Date: 10/29/20 2:25 pm
From: Carol Yarnell <yarnellcarol1219...>
Subject: Re: [VTBIRD] VTBIRD Digest - 26 Oct 2020 to 27 Oct 2020 (#2020-293)
Re: Where to buy birdseed. I was in the St. Albans Coop today and there
was an ad for a sale on 40# back oil sunflower seed bags for $15 next
week. They were $19.99 today. I bought a few bags for $18.99 at Guy's
Farm and Yard in St. Albans yesterday.
Carol Yarnell
Alburgh

On Wed, Oct 28, 2020 at 12:00 AM VTBIRD automatic digest system <
<LISTSERV...> wrote:

> There are 7 messages totaling 219 lines in this issue.
>
> Topics of the day:
>
> 1. Bulk bird seed
> 2. Evening grosbeaks cleaning their teeth?(tooth)
> 3. Buffleheads
> 4. October 27, 2020: Coyote Hollow, Thetford Center
> 5. Snow Buntings at Shelburne Bay (3)
>
> ----------------------------------------------------------------------
>
> Date: Tue, 27 Oct 2020 06:52:51 -0400
> From: Maeve Kim <maevulus...>
> Subject: Re: Bulk bird seed
>
> We get Poulin seed, which comes in very sturdy bags with great bird
> pictures on them - and none end up in the landfill. A neighbor wants all
> the bags we can give her. She makes handsome totes (reusable shopping bags)

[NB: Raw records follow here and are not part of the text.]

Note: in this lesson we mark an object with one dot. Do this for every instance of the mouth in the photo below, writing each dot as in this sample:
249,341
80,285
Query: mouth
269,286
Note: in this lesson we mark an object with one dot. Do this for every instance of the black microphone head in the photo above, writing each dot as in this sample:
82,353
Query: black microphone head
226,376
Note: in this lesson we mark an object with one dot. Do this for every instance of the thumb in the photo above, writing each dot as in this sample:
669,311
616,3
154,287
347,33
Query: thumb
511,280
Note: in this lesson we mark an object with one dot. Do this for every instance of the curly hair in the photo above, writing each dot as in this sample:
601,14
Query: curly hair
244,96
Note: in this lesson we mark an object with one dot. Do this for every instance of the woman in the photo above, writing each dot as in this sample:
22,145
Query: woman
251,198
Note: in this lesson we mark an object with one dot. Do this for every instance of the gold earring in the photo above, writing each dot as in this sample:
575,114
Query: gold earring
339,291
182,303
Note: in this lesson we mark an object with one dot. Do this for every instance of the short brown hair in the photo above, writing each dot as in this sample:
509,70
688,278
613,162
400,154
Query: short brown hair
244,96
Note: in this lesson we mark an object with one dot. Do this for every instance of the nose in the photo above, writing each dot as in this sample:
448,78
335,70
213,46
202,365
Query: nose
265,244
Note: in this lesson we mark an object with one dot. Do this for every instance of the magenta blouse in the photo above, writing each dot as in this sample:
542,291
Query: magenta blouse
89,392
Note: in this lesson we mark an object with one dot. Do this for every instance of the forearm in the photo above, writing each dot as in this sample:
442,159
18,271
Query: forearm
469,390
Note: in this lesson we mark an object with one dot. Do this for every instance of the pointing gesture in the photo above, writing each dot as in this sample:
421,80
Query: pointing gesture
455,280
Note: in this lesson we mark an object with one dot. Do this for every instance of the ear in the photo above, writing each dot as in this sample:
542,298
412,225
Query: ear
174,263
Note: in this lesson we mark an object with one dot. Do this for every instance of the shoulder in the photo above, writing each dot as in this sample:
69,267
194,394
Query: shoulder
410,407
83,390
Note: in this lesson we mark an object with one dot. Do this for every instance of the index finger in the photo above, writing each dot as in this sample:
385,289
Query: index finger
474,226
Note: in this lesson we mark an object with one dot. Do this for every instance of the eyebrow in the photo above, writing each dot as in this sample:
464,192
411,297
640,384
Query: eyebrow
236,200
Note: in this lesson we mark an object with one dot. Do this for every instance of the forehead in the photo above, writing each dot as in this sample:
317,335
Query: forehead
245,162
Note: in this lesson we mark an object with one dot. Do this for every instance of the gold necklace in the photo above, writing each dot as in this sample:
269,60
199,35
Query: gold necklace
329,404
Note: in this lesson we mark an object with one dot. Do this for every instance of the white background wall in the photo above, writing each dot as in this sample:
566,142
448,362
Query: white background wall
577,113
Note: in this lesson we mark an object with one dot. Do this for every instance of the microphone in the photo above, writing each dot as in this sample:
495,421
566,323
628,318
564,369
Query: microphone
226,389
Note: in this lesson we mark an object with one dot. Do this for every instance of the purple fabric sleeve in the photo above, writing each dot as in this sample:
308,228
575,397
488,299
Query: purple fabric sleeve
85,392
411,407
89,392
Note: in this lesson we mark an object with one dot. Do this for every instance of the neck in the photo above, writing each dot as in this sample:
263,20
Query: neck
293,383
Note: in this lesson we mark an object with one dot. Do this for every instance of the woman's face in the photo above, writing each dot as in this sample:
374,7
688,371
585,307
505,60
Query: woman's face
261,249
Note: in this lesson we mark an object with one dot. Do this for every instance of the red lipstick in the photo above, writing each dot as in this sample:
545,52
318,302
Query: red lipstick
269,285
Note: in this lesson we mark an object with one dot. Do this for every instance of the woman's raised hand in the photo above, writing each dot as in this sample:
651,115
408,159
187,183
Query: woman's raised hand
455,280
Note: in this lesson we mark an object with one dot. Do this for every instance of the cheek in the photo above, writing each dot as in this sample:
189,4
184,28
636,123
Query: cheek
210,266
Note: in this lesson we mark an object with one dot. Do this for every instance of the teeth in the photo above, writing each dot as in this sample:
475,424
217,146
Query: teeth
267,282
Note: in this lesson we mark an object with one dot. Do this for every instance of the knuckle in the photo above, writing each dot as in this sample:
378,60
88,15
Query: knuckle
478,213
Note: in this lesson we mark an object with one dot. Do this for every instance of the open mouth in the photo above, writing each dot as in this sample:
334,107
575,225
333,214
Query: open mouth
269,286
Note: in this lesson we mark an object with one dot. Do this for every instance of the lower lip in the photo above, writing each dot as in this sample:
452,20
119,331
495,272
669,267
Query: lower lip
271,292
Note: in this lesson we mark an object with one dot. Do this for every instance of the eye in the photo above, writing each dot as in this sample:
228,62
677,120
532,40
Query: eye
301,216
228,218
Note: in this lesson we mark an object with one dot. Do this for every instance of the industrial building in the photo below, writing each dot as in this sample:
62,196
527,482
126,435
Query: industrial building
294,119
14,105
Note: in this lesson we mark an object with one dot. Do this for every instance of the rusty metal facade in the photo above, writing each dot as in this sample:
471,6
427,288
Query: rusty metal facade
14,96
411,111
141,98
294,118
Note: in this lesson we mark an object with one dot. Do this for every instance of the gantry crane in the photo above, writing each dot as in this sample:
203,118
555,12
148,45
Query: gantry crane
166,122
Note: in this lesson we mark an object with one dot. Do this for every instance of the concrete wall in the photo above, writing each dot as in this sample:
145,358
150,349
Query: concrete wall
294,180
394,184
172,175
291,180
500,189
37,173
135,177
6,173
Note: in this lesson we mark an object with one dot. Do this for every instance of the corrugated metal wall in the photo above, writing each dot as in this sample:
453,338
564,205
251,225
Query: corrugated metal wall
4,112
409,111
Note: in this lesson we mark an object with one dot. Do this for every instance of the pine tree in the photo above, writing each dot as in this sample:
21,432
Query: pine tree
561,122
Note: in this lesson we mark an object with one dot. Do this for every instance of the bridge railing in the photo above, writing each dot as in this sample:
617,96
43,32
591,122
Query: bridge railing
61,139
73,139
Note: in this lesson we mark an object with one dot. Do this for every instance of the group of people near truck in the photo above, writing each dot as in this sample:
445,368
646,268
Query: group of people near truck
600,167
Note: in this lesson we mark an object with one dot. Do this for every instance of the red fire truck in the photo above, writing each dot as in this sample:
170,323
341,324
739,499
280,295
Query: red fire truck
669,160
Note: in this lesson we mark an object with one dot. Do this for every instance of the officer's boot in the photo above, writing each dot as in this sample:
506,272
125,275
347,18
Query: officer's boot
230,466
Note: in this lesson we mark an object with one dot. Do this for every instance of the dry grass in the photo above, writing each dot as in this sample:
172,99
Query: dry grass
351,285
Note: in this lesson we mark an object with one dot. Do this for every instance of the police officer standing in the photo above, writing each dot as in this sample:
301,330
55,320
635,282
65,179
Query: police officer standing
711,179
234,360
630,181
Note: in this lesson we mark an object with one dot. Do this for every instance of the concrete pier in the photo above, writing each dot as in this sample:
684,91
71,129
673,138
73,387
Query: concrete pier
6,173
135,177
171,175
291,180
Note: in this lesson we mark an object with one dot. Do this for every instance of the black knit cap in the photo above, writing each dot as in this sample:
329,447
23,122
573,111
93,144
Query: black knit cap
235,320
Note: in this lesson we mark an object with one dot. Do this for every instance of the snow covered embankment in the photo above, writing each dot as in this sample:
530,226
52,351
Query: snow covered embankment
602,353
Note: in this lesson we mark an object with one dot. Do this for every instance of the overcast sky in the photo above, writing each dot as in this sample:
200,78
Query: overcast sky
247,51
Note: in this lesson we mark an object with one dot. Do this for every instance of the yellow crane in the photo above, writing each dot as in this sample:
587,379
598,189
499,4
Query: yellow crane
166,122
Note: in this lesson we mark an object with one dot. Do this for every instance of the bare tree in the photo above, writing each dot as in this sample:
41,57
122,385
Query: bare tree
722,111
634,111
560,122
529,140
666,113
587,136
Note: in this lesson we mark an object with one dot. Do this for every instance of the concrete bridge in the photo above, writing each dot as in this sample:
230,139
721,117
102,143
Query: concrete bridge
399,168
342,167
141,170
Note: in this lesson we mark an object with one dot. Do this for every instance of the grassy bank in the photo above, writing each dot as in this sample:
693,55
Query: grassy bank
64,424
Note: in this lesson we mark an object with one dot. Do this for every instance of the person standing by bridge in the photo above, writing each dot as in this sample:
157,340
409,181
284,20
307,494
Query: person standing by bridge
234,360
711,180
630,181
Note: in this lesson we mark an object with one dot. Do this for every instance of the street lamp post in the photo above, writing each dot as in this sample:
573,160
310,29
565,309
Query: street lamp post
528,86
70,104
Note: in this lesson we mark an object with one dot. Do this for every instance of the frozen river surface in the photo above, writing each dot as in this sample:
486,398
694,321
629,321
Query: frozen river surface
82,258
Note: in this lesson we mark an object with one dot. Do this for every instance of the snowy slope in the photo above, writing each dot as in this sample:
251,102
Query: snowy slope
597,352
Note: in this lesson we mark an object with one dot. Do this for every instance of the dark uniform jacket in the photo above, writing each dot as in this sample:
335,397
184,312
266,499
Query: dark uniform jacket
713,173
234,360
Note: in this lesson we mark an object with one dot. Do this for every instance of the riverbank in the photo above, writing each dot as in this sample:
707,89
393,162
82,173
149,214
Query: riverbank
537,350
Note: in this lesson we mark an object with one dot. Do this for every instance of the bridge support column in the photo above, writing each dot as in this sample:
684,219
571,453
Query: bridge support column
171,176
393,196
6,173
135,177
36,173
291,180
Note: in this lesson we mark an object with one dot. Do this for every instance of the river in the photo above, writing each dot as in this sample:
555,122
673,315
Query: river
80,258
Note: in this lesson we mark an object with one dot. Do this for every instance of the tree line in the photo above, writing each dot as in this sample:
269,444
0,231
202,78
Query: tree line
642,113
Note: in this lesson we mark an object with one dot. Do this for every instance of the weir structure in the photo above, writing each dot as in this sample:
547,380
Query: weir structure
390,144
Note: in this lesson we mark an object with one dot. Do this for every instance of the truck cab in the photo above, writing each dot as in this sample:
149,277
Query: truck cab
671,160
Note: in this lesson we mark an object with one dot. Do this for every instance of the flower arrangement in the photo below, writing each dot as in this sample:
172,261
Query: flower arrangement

> and has just branched out into making firewood carriers. COVID has slowed
> down her sales at craft fairs, but she’s building up an inventory for
> whenever the pandemic is over.
> Maeve Kim, Jericho Center
>
> > On Oct 26, 2020, at 5:52 PM, Bob Phillips <155bphillips...>
> wrote:
> >
> > Aubuchon has the 40 pound bags too.
> >
> > On Mon, Oct 26, 2020 at 8:58 AM Victoria Arthur <singtolive57...>
> > wrote:
> >
> >> Is there a Tractor Supply anywhere near you? We get 40 lb bags there at
> a
> >> good price, (black oil) and reuse the bags over and over again to store
> >> our recyclables until it's time to go to the transfer station.
> >>
> >> On Mon, Oct 26, 2020 at 8:08 AM JJ Allen <jjapple88...> wrote:
> >>
> >>> Wondering if anyone out there knows of a place in Northern Vermont that
> >>> sells Sunflower seed (or other bird seed) in Bulk? I’m having a hard
> >> time
> >>> buying more !*”! plastic bags to be tossed in the landfill.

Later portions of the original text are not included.